Shila Mehta is an Indian Classical dance artist, choreographer, teacher, and composer. Her background is firmly rooted in the North Indian form of Kathak, which she has taken to audiences across the globe including touring India, North America, Australia and Europe. Mehta is the founder of Nupur Zankar Academy of Performing Arts and Research Centre in Mumbai India, The institute is registered with the Indian Council for Cultural Relations in New Delhi.

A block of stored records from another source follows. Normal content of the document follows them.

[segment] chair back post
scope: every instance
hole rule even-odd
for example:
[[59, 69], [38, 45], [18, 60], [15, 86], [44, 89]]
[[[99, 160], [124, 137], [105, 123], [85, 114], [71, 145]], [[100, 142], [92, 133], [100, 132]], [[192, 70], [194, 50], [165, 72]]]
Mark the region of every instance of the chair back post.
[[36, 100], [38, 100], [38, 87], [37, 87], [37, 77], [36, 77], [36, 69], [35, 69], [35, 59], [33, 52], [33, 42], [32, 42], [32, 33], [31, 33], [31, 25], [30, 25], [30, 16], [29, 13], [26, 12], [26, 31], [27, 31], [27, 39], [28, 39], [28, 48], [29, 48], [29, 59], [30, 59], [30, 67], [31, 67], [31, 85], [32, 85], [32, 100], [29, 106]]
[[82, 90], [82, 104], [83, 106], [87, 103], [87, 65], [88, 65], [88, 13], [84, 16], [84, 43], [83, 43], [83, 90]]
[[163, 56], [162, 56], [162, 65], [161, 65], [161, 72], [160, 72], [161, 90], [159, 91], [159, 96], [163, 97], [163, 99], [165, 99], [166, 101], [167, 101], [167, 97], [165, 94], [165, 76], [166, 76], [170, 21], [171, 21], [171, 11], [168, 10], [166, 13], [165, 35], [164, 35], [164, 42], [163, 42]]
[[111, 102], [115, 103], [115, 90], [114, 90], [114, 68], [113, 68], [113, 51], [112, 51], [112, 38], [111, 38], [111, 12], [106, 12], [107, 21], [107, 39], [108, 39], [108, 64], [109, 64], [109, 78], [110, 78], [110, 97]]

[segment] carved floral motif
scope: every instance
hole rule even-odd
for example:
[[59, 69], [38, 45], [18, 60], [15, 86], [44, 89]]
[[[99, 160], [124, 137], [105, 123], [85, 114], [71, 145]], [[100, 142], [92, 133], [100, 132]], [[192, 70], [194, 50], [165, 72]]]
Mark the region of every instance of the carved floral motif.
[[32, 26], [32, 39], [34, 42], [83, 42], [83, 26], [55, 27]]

== Early life and training ==

Shila was born in Kolkata (1 January), from where she attained a Bachelor of Commerce from Calcutta University, and a Master of Fine Arts from Kavi Kulguru Kalidas Sanskrit University, Maharashtra India. She acquired the title "Nritya Praveen" from the Prayag Sangeet Samithi in Allahabad, India. She has also undertaken an extensive range of professional development through York University, Toronto, Canada including exploring contemporary dance, dance therapy and site-specific dance.
Mehta started dancing at the age of five under Nrityacharya Shri Prahlad Das. From the age of sixteen onwards she also spent a considerable amount to time training with Pandit Chitresh Das, Pandit Vijay Shankar and Pandit Birju Maharaj, in addition to exposure to other eminent exponents such as Kumudini Lakhia. Her lay and taal training was under Taalyogi Pandit Suresh Talwalkar.